Magico Helgeland degli arcipelaghi

Magico Helgeland degli arcipelaghi

Trondheim - VEGA - CIRCOLO POLARE ARTICO - BODØ
GIUGNO-OTTOBRE

Cosa hanno in comune una montagna bucata, 6.500 isole patrimonio dell’Umanità, un ghiacciaio “nero”, il Circolo Polare Artico, sette sorelle rocciose, il vortice d’acqua più potente al mondo, una scala con 1129 scalini, un paesaggio carsico, e isole e spiagge e isole e cime e isole e laghi e isole e fiordi, e pascoli, porticcioli, prati, villaggi e boschi?

Hanno in comune l’Helgelandskysten: la più lunga e spettacolare delle 18 strade turistiche norvegesi!

Letteralmente significa “costa dell’Helgeland” e in effetti segue la strada costiera del distretto dell’Helgeland  – ovvero la parte della Contea di Nordland che sta a Sud del Circolo Polare Artico. La Helgelandskysten però non si limita all’Helgeland: supera il Circolo Polare Artico e si spinge a Nord, nel distretto di Salten, fino a Godøystraumen, alle porte di Bodø.

Inoltre è una strada “più-che-costiera” visto che spesso spicca un salto sopra il mare, ovvero si imbarca su un traghetto, e in alcuni casi sbarca direttamente sulle isole.

Il tracciato “completo e ufficiale” dell’Helgelandskysten prevede infatti ben 6 traghetti.
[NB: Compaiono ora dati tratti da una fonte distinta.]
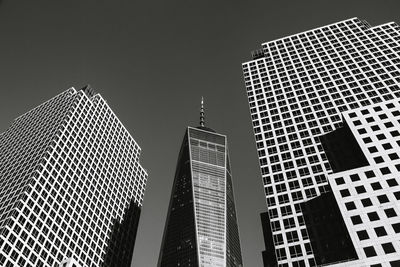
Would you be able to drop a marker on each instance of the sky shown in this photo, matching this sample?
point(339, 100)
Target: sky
point(153, 61)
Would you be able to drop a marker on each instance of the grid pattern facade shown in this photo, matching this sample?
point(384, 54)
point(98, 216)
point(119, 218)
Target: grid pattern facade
point(297, 88)
point(201, 228)
point(68, 170)
point(369, 197)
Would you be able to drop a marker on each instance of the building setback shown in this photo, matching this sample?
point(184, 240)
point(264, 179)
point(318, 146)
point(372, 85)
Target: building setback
point(299, 88)
point(71, 185)
point(201, 228)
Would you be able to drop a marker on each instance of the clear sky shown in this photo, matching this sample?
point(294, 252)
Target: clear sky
point(152, 61)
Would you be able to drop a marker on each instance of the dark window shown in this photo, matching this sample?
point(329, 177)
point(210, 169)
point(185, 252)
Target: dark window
point(373, 216)
point(388, 248)
point(344, 193)
point(367, 140)
point(376, 186)
point(350, 206)
point(383, 199)
point(362, 235)
point(339, 181)
point(354, 177)
point(360, 189)
point(378, 159)
point(380, 231)
point(370, 252)
point(396, 227)
point(366, 202)
point(387, 146)
point(356, 219)
point(392, 182)
point(370, 174)
point(390, 213)
point(385, 170)
point(381, 136)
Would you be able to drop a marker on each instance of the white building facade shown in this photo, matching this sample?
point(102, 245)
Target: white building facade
point(298, 88)
point(70, 178)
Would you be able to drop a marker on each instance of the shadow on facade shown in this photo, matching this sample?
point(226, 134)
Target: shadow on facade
point(120, 246)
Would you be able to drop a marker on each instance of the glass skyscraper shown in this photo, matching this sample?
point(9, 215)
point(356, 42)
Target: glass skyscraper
point(201, 228)
point(71, 185)
point(300, 88)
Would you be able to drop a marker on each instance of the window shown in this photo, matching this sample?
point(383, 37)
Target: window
point(344, 192)
point(369, 251)
point(356, 219)
point(354, 177)
point(380, 231)
point(362, 235)
point(360, 189)
point(383, 199)
point(396, 227)
point(292, 236)
point(373, 216)
point(388, 248)
point(350, 206)
point(390, 213)
point(369, 174)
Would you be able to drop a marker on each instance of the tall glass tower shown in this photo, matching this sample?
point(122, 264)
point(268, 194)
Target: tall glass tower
point(201, 227)
point(299, 89)
point(71, 185)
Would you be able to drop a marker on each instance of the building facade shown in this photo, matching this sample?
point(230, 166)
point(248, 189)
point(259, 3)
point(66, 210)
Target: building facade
point(298, 89)
point(201, 228)
point(70, 185)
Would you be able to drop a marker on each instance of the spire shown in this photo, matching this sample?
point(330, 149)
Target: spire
point(202, 118)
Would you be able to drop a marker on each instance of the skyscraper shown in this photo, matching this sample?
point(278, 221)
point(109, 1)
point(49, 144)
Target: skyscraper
point(201, 228)
point(71, 185)
point(299, 89)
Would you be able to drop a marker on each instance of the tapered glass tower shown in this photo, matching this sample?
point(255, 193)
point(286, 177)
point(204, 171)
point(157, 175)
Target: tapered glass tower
point(201, 227)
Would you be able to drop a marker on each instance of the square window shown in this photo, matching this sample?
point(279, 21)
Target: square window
point(373, 216)
point(378, 159)
point(395, 263)
point(366, 202)
point(345, 193)
point(392, 182)
point(360, 189)
point(376, 186)
point(387, 146)
point(362, 235)
point(350, 206)
point(339, 181)
point(356, 219)
point(369, 174)
point(362, 131)
point(380, 231)
point(369, 251)
point(390, 213)
point(381, 136)
point(354, 177)
point(370, 119)
point(388, 248)
point(385, 170)
point(396, 227)
point(367, 140)
point(383, 199)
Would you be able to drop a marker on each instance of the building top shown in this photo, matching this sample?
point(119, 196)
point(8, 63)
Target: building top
point(203, 118)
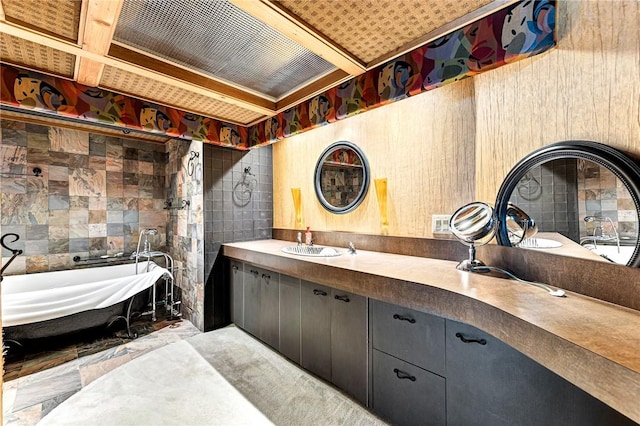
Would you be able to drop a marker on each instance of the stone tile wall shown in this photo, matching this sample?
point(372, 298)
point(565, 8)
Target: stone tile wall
point(601, 194)
point(94, 195)
point(549, 194)
point(185, 234)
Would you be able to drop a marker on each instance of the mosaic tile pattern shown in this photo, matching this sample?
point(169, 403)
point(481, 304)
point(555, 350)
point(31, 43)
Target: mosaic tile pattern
point(231, 216)
point(185, 226)
point(83, 204)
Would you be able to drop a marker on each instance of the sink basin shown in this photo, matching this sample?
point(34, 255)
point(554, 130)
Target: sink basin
point(315, 251)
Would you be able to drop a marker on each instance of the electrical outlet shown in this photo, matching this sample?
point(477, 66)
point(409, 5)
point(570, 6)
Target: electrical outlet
point(440, 223)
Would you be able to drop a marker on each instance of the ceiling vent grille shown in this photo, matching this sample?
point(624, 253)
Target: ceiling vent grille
point(220, 40)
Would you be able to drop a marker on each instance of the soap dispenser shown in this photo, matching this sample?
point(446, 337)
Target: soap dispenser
point(307, 237)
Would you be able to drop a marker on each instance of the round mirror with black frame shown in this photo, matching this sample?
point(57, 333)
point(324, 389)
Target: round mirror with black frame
point(586, 191)
point(341, 177)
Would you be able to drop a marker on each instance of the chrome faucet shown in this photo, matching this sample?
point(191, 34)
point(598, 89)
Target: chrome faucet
point(352, 248)
point(599, 234)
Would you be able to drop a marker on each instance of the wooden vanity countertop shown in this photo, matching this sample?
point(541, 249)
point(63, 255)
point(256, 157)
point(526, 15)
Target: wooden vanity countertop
point(591, 343)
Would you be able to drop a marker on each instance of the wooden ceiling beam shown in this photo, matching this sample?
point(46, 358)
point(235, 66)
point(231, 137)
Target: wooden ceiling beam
point(97, 29)
point(223, 93)
point(288, 24)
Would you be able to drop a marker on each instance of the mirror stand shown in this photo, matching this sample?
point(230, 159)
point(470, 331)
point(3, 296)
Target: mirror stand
point(469, 264)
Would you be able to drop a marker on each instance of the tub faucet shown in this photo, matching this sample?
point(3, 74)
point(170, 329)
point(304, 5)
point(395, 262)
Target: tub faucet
point(14, 252)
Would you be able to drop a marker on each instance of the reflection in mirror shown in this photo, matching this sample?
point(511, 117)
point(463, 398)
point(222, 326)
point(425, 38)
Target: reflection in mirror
point(341, 177)
point(519, 225)
point(583, 197)
point(473, 224)
point(584, 202)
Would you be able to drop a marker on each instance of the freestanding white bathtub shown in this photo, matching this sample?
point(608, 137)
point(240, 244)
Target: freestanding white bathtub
point(37, 299)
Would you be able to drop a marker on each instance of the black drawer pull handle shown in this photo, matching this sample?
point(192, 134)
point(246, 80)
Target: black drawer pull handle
point(402, 375)
point(401, 318)
point(465, 340)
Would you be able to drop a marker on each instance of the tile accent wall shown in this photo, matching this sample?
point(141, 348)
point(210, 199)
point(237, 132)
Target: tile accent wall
point(549, 194)
point(185, 229)
point(238, 207)
point(93, 196)
point(601, 194)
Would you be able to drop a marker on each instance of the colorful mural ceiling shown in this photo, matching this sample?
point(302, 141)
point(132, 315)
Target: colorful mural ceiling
point(519, 31)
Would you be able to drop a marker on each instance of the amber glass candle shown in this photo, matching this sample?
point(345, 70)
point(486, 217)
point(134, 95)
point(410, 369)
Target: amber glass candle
point(381, 192)
point(297, 205)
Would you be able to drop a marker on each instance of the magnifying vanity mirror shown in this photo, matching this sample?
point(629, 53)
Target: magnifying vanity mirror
point(584, 198)
point(341, 177)
point(473, 224)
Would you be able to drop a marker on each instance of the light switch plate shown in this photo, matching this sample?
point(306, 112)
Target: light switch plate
point(440, 223)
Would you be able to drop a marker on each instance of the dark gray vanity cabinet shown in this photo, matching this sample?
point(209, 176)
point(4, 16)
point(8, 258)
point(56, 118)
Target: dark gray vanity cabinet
point(236, 281)
point(252, 303)
point(349, 343)
point(408, 364)
point(489, 382)
point(334, 337)
point(261, 304)
point(290, 317)
point(316, 329)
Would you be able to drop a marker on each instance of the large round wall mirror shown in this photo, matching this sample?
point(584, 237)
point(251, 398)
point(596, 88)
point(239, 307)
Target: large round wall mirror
point(583, 195)
point(341, 177)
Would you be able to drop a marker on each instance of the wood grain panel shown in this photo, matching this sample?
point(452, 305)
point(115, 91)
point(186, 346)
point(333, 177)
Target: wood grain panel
point(588, 88)
point(424, 150)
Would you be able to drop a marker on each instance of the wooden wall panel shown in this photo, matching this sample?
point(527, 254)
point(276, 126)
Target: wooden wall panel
point(588, 88)
point(423, 145)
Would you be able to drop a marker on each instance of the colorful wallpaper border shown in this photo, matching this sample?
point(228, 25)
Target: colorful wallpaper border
point(519, 31)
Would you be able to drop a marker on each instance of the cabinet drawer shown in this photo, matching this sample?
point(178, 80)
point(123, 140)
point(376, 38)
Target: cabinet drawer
point(405, 394)
point(410, 335)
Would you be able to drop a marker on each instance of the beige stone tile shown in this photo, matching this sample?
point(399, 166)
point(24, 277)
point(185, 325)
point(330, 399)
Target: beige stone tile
point(91, 372)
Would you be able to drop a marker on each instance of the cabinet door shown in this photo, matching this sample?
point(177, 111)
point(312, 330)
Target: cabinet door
point(349, 343)
point(412, 336)
point(252, 300)
point(405, 394)
point(290, 317)
point(270, 307)
point(236, 277)
point(316, 329)
point(489, 382)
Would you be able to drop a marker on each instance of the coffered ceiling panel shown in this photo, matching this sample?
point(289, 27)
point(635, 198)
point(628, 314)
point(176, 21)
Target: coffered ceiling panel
point(220, 40)
point(371, 29)
point(28, 54)
point(147, 88)
point(59, 17)
point(238, 61)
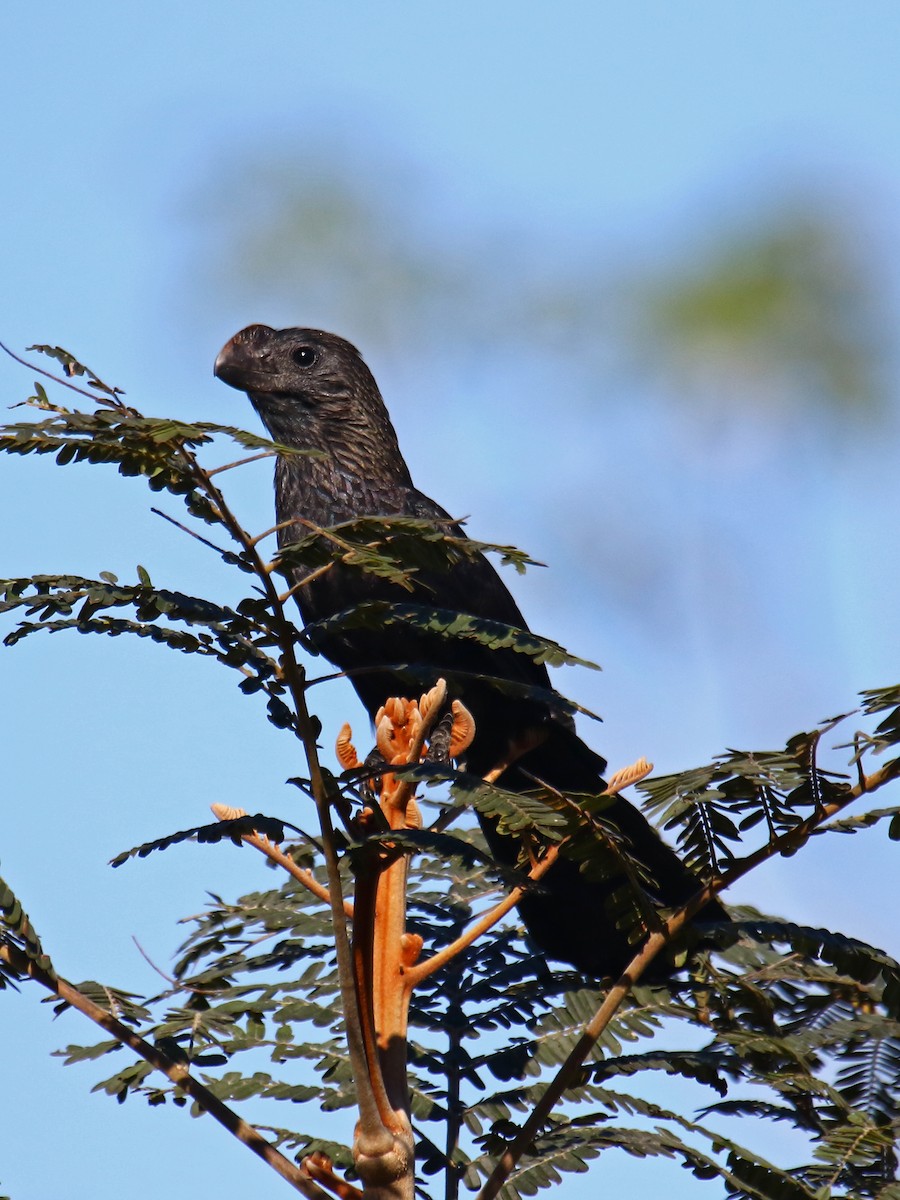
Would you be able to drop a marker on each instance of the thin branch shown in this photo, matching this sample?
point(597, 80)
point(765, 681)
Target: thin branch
point(277, 856)
point(241, 462)
point(189, 531)
point(48, 375)
point(175, 1072)
point(415, 975)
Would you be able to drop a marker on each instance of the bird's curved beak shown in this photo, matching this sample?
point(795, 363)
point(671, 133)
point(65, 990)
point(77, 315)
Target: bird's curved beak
point(244, 357)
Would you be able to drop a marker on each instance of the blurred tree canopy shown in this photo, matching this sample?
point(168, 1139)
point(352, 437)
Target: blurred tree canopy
point(778, 313)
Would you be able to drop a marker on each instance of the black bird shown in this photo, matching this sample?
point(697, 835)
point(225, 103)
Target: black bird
point(313, 391)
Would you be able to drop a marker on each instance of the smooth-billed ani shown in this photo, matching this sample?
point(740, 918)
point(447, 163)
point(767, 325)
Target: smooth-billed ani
point(313, 391)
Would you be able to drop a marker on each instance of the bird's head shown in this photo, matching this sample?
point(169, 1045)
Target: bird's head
point(312, 391)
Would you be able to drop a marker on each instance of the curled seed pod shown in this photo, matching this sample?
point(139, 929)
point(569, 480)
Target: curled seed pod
point(463, 729)
point(226, 813)
point(629, 775)
point(411, 947)
point(385, 736)
point(346, 750)
point(433, 699)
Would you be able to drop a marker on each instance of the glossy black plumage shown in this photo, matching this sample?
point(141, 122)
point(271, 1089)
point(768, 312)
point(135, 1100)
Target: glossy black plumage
point(313, 391)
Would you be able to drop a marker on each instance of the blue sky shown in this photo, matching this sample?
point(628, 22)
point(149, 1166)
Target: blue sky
point(630, 130)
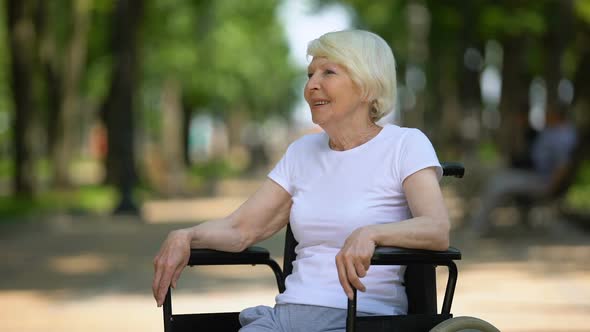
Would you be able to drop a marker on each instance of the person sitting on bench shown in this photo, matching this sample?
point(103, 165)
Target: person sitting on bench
point(551, 155)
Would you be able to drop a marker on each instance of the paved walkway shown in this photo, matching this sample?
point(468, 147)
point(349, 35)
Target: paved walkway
point(94, 274)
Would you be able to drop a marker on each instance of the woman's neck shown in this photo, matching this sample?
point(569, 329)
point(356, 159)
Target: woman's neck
point(346, 138)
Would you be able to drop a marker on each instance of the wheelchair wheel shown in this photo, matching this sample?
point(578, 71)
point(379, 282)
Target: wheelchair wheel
point(464, 323)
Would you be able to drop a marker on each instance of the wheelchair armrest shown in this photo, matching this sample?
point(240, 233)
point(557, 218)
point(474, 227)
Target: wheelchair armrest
point(252, 255)
point(403, 256)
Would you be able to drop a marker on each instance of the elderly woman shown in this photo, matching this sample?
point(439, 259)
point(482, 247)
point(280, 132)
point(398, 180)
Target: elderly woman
point(354, 186)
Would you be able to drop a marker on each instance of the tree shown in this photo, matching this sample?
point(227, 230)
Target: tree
point(119, 107)
point(22, 37)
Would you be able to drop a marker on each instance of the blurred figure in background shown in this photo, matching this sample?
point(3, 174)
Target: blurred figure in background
point(551, 156)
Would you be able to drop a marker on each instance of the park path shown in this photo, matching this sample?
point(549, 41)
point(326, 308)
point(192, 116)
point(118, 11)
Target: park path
point(90, 273)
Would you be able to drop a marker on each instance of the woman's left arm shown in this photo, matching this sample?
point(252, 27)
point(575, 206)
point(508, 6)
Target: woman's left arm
point(427, 229)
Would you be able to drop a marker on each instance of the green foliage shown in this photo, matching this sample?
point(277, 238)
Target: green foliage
point(5, 93)
point(213, 169)
point(87, 199)
point(497, 20)
point(582, 10)
point(229, 56)
point(578, 197)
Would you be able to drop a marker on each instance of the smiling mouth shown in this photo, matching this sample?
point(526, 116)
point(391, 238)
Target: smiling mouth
point(321, 103)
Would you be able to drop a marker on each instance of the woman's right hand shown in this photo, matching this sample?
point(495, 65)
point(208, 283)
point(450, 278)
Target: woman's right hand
point(169, 263)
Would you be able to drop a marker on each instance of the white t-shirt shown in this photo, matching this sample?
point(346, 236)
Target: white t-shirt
point(336, 192)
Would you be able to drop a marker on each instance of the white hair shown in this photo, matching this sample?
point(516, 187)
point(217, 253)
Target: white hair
point(369, 62)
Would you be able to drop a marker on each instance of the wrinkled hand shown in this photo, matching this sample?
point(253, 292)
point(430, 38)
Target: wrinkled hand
point(169, 263)
point(354, 259)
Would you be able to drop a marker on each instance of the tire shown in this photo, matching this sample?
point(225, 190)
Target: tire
point(464, 323)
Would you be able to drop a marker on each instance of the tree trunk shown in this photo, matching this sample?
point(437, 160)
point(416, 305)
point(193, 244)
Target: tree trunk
point(118, 108)
point(514, 94)
point(172, 137)
point(69, 114)
point(22, 46)
point(555, 42)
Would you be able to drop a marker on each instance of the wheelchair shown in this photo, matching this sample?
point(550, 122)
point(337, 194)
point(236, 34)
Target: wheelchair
point(420, 284)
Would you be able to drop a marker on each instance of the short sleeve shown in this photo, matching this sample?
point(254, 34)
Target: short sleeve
point(417, 153)
point(282, 172)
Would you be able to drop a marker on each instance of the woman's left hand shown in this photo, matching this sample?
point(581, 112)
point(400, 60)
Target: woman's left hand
point(354, 259)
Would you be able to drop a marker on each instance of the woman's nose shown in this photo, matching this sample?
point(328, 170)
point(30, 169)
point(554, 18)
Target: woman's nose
point(312, 83)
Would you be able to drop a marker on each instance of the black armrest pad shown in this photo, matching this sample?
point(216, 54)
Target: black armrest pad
point(403, 256)
point(252, 255)
point(453, 169)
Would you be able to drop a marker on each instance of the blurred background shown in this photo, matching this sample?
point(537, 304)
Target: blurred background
point(123, 119)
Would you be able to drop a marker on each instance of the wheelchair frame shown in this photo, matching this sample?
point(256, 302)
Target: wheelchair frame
point(420, 282)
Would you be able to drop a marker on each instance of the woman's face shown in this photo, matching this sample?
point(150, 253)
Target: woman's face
point(330, 92)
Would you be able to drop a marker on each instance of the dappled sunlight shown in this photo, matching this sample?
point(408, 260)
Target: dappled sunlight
point(81, 264)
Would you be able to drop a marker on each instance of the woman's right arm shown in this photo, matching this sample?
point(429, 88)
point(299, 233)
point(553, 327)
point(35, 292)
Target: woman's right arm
point(262, 215)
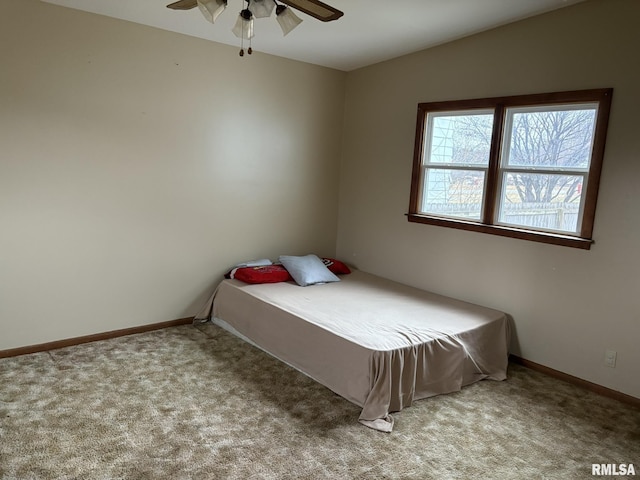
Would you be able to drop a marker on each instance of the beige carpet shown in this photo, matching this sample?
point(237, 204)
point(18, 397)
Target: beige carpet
point(197, 403)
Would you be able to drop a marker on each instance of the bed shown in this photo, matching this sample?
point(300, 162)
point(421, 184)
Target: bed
point(377, 343)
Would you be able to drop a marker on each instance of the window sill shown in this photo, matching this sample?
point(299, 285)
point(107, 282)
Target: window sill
point(532, 235)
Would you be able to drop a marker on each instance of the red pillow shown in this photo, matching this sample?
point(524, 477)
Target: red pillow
point(336, 266)
point(261, 274)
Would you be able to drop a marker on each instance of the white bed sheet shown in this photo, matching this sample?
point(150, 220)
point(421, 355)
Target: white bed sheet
point(375, 342)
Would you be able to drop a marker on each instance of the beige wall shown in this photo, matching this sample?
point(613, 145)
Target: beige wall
point(136, 165)
point(569, 305)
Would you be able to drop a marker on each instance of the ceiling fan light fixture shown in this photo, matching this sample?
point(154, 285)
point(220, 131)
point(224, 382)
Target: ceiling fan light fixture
point(211, 9)
point(262, 8)
point(244, 25)
point(287, 19)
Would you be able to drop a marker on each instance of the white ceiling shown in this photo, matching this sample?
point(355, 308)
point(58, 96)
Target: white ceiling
point(369, 32)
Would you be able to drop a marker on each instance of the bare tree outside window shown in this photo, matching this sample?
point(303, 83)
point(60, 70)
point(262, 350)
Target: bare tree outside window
point(519, 162)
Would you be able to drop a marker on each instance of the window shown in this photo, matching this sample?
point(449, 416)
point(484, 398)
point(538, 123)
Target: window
point(525, 167)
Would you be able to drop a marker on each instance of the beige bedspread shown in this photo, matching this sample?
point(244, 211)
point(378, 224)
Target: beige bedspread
point(377, 343)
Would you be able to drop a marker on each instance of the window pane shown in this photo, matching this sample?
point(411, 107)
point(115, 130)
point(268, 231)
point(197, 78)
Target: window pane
point(541, 202)
point(459, 138)
point(453, 193)
point(551, 137)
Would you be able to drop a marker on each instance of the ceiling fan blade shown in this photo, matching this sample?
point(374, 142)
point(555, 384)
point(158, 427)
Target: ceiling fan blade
point(315, 8)
point(183, 5)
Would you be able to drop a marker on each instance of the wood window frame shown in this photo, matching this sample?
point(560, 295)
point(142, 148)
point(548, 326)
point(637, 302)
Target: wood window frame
point(500, 105)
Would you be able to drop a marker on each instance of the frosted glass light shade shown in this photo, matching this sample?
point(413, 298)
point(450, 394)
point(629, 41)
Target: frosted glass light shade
point(262, 8)
point(244, 26)
point(211, 9)
point(287, 19)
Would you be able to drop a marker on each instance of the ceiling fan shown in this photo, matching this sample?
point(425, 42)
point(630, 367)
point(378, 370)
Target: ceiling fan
point(314, 8)
point(243, 29)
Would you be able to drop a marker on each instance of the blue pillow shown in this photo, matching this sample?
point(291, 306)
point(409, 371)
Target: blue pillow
point(307, 269)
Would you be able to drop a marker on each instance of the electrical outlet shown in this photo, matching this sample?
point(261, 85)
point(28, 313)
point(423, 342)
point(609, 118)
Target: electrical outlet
point(610, 358)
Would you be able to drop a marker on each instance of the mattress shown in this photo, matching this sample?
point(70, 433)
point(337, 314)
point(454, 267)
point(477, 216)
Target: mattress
point(377, 343)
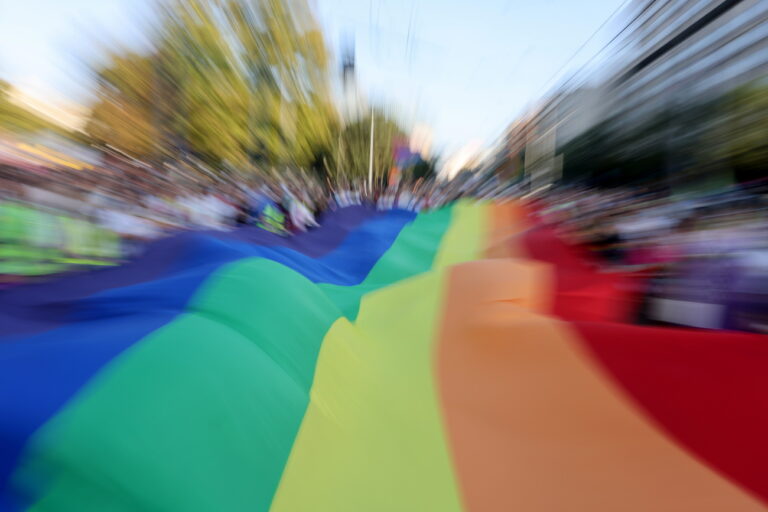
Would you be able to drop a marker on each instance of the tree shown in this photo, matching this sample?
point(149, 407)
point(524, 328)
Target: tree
point(229, 81)
point(349, 159)
point(123, 116)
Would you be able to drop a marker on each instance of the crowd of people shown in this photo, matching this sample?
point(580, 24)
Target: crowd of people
point(705, 256)
point(56, 220)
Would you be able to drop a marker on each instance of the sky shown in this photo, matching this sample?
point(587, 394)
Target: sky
point(465, 68)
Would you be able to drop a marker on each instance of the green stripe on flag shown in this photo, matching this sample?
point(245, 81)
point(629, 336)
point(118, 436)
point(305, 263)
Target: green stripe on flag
point(202, 414)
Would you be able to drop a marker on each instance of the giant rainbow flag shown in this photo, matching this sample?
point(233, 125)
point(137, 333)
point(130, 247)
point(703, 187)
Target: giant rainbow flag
point(461, 359)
Il tour che propongo in questa pagina ne prevede sempre 6 ma sceglie di fare un percorso alternativo (2 traghetti) in modo da includere Vega, l’isola principale dell’omonimo arcipelago che, con le sue 6.500 isole, è stato eletto Patrimonio Unesco nel 2004.

Vega, insieme a Torghatten (la montagna bucata) e a De Syv Søstre (Le sette sorelle, catena montuosa con 7 cime allineate) sono le celebrità dell’Helgelandskysten che sta sotto il Circolo Polare Artico (distretto di Helgeland).

Il ghiacciaio Svartisen (secondo ghiacciaio norvegese) insieme al relativo Parco Nazionale Saltfjellet-Svartisen, il vortice gigante di Saltstraumen, la Fikantrappa, antica scala in legno di salita alla vecchia centrale idroelettrica che conduce al Parco Nazionale Láhko con le sue curiosità carsiche, sono invece le attrazioni principali lungo l’Helgelandskysten che sta sopra il Circolo Polare Artico (distretto di Salten).

Poi c’è lui, il Circolo Polare Artico che non è solo un “confine teorico”, un luogo “mitico” ma una vera e propria esperienza scenografica ed emozionante se viene fatta via mare con il traghetto che da Kilboghamn porta a Jektvik. Gli ampi ponti panoramici del traghetto permettono di godere del sontuoso scenario di montagne e isole che, dalla distesa d’acqua, spuntano tutt’intorno. A metà dell’attraversata si lambisce poi la piccola penisola sulla quale si erge la gabbia di metallo che stilizza il Globo e che segna il passaggio della latitudine 66°33’39”.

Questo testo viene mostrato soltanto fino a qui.